Ctyri koruny wrote:For me Umím is more like "to know off". Phrasal verb. Different completely from Know.
Am I wrong?
I can’t say. What does “to know off” mean?
OK, another attempt.VĚDĚT
expresses a discrete
state of awareness of the truth
of something, so its object is always a logical statement. The object is in accusative. There is only a few single words which could describe a full logical statement, so the object is mostly expressed using an object
clause. Some of the single words are pronouns:
vím to (vím to, že = vím, že)
A possible single noun could be the noun “truth” itself:
vím pravdu = I know the truthYou even can give a name to the logical statement, like in mathematics, let’s say the statement X, and to say:
It is absurd, but you can even choose the name “Igor” for it and to say:
or more naturally, if you want to treat the statement as an animate object,
Etymologically, “vědět” is cognate to “vidět” (and Latin “video”, German “wissen” and English “wise”) which could be of some help to you — think of the English usage of “to see” for “to know”.UMĚT
expresses a skill, an ability, a practical knowledge.
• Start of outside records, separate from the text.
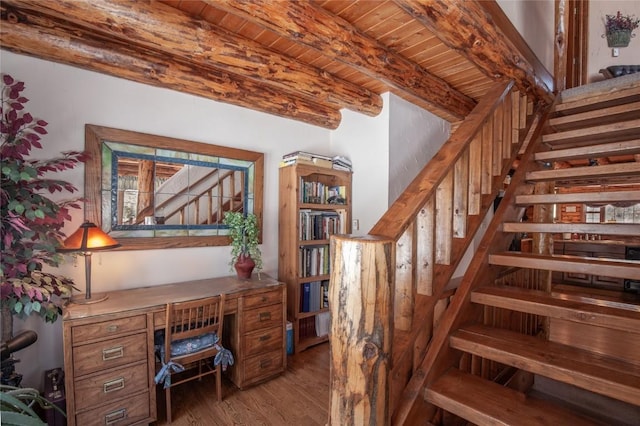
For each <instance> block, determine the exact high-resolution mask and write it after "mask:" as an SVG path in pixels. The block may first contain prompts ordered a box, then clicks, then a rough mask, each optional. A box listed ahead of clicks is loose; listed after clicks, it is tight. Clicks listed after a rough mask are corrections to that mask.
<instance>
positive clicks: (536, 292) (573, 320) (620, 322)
mask: <svg viewBox="0 0 640 426" xmlns="http://www.w3.org/2000/svg"><path fill="white" fill-rule="evenodd" d="M471 301H472V302H474V303H480V304H483V305H488V306H495V307H498V308H505V309H511V310H514V311H519V312H527V313H530V314H536V315H542V316H548V317H553V318H560V319H563V320H567V321H573V322H580V323H584V324H589V325H596V326H601V327H608V328H612V329H616V330H623V331H630V332H635V331H637V330H640V312H632V311H625V310H622V309H618V308H615V307H612V306H599V305H594V304H592V303H586V302H581V301H576V300H569V299H565V298H561V297H553V296H552V295H551V294H550V293H547V292H544V291H540V290H530V289H524V288H518V287H509V286H493V287H481V288H478V289H476V290H475V291H473V292H472V293H471Z"/></svg>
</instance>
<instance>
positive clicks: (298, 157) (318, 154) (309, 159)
mask: <svg viewBox="0 0 640 426" xmlns="http://www.w3.org/2000/svg"><path fill="white" fill-rule="evenodd" d="M292 158H300V159H305V160H311V159H313V158H319V159H322V160H328V161H333V158H332V157H329V156H326V155H322V154H314V153H312V152H308V151H293V152H290V153H288V154H285V155H283V156H282V159H283V160H289V159H292Z"/></svg>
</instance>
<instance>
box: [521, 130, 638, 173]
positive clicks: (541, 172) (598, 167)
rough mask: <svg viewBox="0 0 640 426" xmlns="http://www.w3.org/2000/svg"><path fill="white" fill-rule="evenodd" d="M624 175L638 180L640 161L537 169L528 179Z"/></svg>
mask: <svg viewBox="0 0 640 426" xmlns="http://www.w3.org/2000/svg"><path fill="white" fill-rule="evenodd" d="M639 131H640V130H639ZM624 176H630V177H633V178H634V179H636V180H637V179H638V176H640V163H638V162H635V161H634V162H631V163H617V164H606V165H603V166H591V167H589V166H588V167H571V168H568V169H551V170H536V171H533V172H527V174H526V179H527V180H528V181H532V182H542V181H555V180H575V179H584V178H589V179H598V180H599V181H602V179H606V178H618V177H624Z"/></svg>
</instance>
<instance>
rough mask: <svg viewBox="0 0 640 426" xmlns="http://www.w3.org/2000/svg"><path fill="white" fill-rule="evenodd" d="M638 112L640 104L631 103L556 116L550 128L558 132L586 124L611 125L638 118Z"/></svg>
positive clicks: (637, 103)
mask: <svg viewBox="0 0 640 426" xmlns="http://www.w3.org/2000/svg"><path fill="white" fill-rule="evenodd" d="M638 111H640V102H631V103H626V104H622V105H615V106H609V107H605V108H600V109H595V110H591V111H585V112H580V113H577V114H569V115H560V116H556V117H553V118H551V119H550V120H549V126H551V127H552V128H553V129H556V130H566V129H573V128H577V127H580V126H584V125H585V124H586V125H589V126H594V125H602V124H609V123H613V122H616V121H624V120H629V119H633V118H635V117H637V116H638V114H639V112H638Z"/></svg>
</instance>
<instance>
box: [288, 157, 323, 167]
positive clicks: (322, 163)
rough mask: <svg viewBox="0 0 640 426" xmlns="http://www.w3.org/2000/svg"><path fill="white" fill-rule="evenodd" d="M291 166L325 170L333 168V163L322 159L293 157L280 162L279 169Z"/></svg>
mask: <svg viewBox="0 0 640 426" xmlns="http://www.w3.org/2000/svg"><path fill="white" fill-rule="evenodd" d="M293 164H306V165H309V166H316V167H322V168H325V169H331V168H333V163H332V162H331V160H325V159H322V158H312V159H306V158H295V157H293V158H289V159H286V160H284V159H283V160H282V161H280V167H288V166H291V165H293Z"/></svg>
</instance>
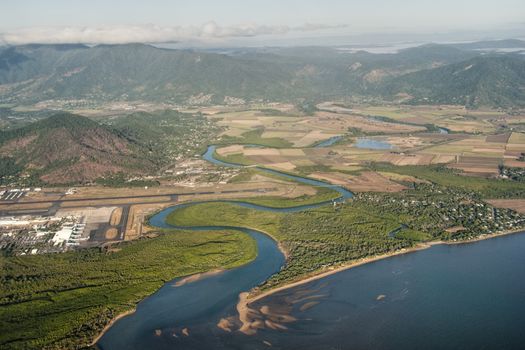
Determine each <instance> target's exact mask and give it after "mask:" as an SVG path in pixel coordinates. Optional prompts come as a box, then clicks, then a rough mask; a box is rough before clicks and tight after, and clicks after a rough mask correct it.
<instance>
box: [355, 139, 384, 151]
mask: <svg viewBox="0 0 525 350" xmlns="http://www.w3.org/2000/svg"><path fill="white" fill-rule="evenodd" d="M354 146H355V147H357V148H367V149H392V145H391V144H390V143H388V142H386V141H379V140H374V139H367V138H359V139H357V142H356V143H355V145H354Z"/></svg>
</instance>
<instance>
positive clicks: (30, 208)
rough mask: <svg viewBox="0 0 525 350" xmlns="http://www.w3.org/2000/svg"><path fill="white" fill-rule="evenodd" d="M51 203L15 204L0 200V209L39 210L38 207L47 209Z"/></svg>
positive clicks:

In English you mostly use “I can” or “I am able to”, but sometimes also “I know”:
umím psát = I can read (I know how to read)
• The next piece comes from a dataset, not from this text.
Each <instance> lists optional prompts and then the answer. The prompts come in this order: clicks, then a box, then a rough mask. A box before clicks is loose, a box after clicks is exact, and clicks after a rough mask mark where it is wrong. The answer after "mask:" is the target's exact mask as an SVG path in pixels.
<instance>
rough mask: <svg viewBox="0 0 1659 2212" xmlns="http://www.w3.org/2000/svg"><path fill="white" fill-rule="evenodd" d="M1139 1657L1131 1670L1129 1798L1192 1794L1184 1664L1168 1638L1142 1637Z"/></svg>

umím (mluvit) anglicky = I know English, I can speak English
With accusative object it means “to know” as “to have fixed in mind for a practical use”:
umím slovíčka na zkoušku = I know the vocabulary for my exam
umím angličtinu = I know English (not that I can speak it, but I know it as the subject matter for my exam)
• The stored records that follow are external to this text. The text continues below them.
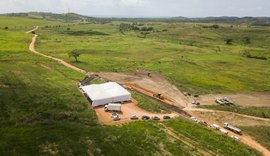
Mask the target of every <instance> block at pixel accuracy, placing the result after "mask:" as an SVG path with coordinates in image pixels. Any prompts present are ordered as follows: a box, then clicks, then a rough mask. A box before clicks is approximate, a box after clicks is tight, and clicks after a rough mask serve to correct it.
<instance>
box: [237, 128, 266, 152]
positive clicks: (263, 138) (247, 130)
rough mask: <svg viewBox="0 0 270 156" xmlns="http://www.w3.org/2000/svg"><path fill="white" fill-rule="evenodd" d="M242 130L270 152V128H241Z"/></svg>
mask: <svg viewBox="0 0 270 156" xmlns="http://www.w3.org/2000/svg"><path fill="white" fill-rule="evenodd" d="M241 129H243V130H244V131H245V132H246V133H248V134H249V135H250V136H252V137H253V138H255V140H257V141H258V142H259V143H261V144H262V145H264V146H265V147H266V148H268V150H270V142H269V140H270V131H269V129H270V126H259V127H241Z"/></svg>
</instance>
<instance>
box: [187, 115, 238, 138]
mask: <svg viewBox="0 0 270 156" xmlns="http://www.w3.org/2000/svg"><path fill="white" fill-rule="evenodd" d="M190 119H191V120H192V121H195V122H197V123H199V124H201V125H204V126H207V127H208V126H209V127H210V128H212V129H215V130H218V131H220V132H221V133H223V134H226V135H227V134H228V131H227V130H230V131H232V132H234V133H236V134H239V135H241V134H242V131H241V129H239V128H237V127H234V126H232V125H230V124H229V123H224V125H223V128H222V127H220V126H219V125H217V124H212V125H208V123H207V122H205V121H201V120H198V119H196V118H195V117H190ZM230 137H231V138H233V139H234V140H239V138H238V137H237V136H235V135H232V136H230Z"/></svg>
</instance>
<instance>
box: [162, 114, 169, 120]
mask: <svg viewBox="0 0 270 156" xmlns="http://www.w3.org/2000/svg"><path fill="white" fill-rule="evenodd" d="M163 119H165V120H166V119H171V117H170V116H167V115H165V116H163Z"/></svg>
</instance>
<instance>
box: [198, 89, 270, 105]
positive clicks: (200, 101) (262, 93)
mask: <svg viewBox="0 0 270 156" xmlns="http://www.w3.org/2000/svg"><path fill="white" fill-rule="evenodd" d="M221 97H230V98H232V99H233V100H235V104H236V105H237V106H246V107H250V106H254V107H270V92H262V93H249V94H210V95H202V96H200V97H199V98H198V100H199V101H200V103H201V104H202V105H216V103H215V99H216V98H221Z"/></svg>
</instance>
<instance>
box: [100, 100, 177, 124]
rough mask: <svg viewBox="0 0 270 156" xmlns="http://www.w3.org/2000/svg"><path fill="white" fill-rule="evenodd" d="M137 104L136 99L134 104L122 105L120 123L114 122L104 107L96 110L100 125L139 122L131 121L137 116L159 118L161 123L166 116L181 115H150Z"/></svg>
mask: <svg viewBox="0 0 270 156" xmlns="http://www.w3.org/2000/svg"><path fill="white" fill-rule="evenodd" d="M137 104H138V102H137V101H136V100H134V99H133V100H132V102H129V103H126V104H122V107H121V110H122V112H121V113H119V115H120V118H121V120H119V121H113V120H112V118H111V115H112V113H110V112H105V111H104V107H98V108H95V111H96V114H97V115H98V121H99V124H102V125H117V124H123V123H128V122H132V121H138V120H131V119H130V116H131V115H136V116H138V117H141V116H143V115H147V116H149V117H153V116H158V117H159V118H160V119H161V121H162V120H163V116H164V115H167V116H170V117H171V118H175V117H178V116H179V114H177V113H170V114H158V113H150V112H147V111H145V110H144V109H141V108H139V107H138V106H137ZM139 120H141V119H139Z"/></svg>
umím báseň = I know a poem (well enough to recite it!)
umím Romea = I know Romeo (= I can play the part of Romeo in Romeo and Juliet.)
“Umět” or “umět dobře” could mean also “to be good/skillful at something”.ZNÁT
means “to be familiar with”, “to have practical experience with”, “to be informed about”, “to have an acquaintance with”, “to have a sense of”.
Znám ten pocit. = I know that feeling.
(I’m familiar with it / I have experince with it.)
Znám Igora. = I know Igor.
(He's my friend. / I met him once. / I’m informed about him. / I can recognize him. / I know what he is like. / … / I know the part of Igor Hnízdo in Obecná škola, but not necessarily well enough to play it.
Znám tu báseň, ale neumím ji. ~ I know that poem, but not enough to recite it.
neznat hranic = to know no bounds
(to have no sense of borders)
znát míru = to know when to stop
(to have a sense of measure)
“Vědět” and “umět” always imply “znát”, but not vice versa, so you can often use “znát” in place of the other verbs:
vím pravdu × znám pravdu
umím báseň × znám báseň
vím, jaký je = I know (the truth) what he is like
znám, jaký je = I know what he is like / I have experience with him
There's no difference in grammar!?
No difference in the particular example.
So I can say Znám že Igor.
“Že” starts a subordinate clause and Igor is not a clause, so you can’t.